During his race for the White House, Donald Trump made a lot of promises.
Among them was his vow to protect “religious liberty” and the millions of Americans who believe that their religious freedom had either been threatened or attacked under Barack Obama’s presidency.
That’s the so-called rationale now being used to explain why 51 members of the House, all Republicans, who want President Trump to make good on his promise by scaling back our country’s former president’s orders prohibiting discrimination against gays and lesbians in the federal workforce or by federal contractors.
But there’s more. In that same executive order, one which while drafted February 2017, has never been signed, much to the chagrin of his same-party colleagues, by President Trump, our Republican defenders of “traditional American values” included other life-changing nuances: eliminating the contraceptive mandate that requires religious institutions to provide health insurance for birth control; allowing doctors to refuse to perform abortions based on religion; and allowing protections for religious non-profits to express political opinions without losing their tax-exempt status.

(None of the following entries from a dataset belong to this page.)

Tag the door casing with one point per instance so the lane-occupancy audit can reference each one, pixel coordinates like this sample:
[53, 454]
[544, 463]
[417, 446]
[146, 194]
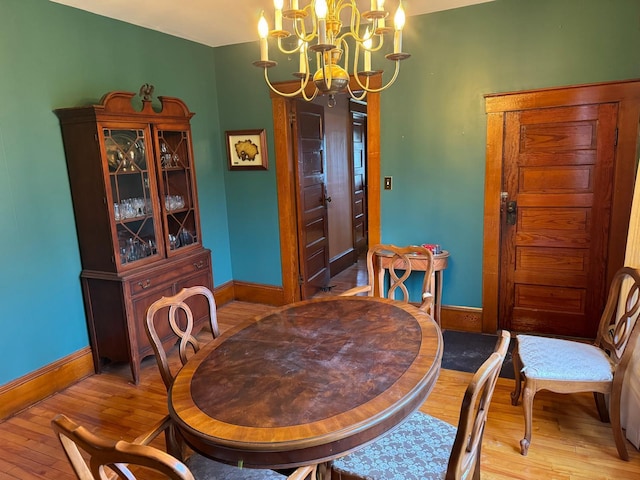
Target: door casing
[627, 95]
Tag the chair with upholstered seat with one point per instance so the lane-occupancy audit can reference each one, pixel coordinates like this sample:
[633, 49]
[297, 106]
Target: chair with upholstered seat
[95, 458]
[424, 447]
[399, 269]
[567, 366]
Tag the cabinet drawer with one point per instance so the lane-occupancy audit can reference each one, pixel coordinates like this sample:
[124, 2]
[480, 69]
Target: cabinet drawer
[177, 271]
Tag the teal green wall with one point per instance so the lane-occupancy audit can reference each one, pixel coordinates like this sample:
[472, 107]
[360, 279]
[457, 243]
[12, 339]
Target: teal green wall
[433, 121]
[252, 200]
[54, 56]
[433, 126]
[433, 139]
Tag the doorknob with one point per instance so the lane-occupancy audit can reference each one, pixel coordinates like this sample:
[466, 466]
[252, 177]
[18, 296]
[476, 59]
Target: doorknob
[512, 207]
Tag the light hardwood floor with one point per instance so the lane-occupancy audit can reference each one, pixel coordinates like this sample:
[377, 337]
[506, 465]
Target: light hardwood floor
[569, 442]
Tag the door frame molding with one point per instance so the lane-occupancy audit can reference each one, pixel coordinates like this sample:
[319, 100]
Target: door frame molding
[282, 108]
[627, 95]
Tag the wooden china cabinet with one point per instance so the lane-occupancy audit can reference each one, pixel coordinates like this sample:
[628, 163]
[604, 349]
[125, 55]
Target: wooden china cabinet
[133, 184]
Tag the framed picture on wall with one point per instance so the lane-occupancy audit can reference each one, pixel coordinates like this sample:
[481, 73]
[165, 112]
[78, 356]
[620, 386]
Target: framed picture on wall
[247, 149]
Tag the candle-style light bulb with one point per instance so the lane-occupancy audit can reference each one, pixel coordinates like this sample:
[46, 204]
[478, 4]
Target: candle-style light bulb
[278, 4]
[321, 15]
[398, 20]
[367, 50]
[263, 32]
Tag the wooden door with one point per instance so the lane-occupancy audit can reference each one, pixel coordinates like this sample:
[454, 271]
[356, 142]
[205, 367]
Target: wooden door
[311, 197]
[556, 208]
[359, 187]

Trump has said he wants to find a happy medium — middle ground, if you will — at least for now. And while he refuses to speak about this in public, it’s said he’s still working toward shoring up those highly valued “religious liberties” that many Republican members of Congress and those who voted for Trump continue to exalt and for which they continue to clamor.
Who knew that religious freedom would give citizens the ability to both discriminate against others with whom they disagree or who march to a different drumbeat that they simply cannot stomach and yet still be adhering to the law?
Is discrimination against the “other” — like LGBT Americans or pro-abortion women what constitutes the all-American perspective for which we should all fight — with religious conservatives and fundamentalists leading the way?
We don’t believe so. In fact, we contend that discrimination in any form violates one’s rights as an American citizen and is unjustifiable — even if one’s holding a dog-eared copy of their King James Bible firmly in their grasp.
Once again, we see efforts by those who are hellbent on turning back the clock for millions of citizens who have fought long and hard for their rights — rights which, for some, have just recently been received.
Surely this is not what Mr. Trump had in mind when he said he wanted to “make America great again.”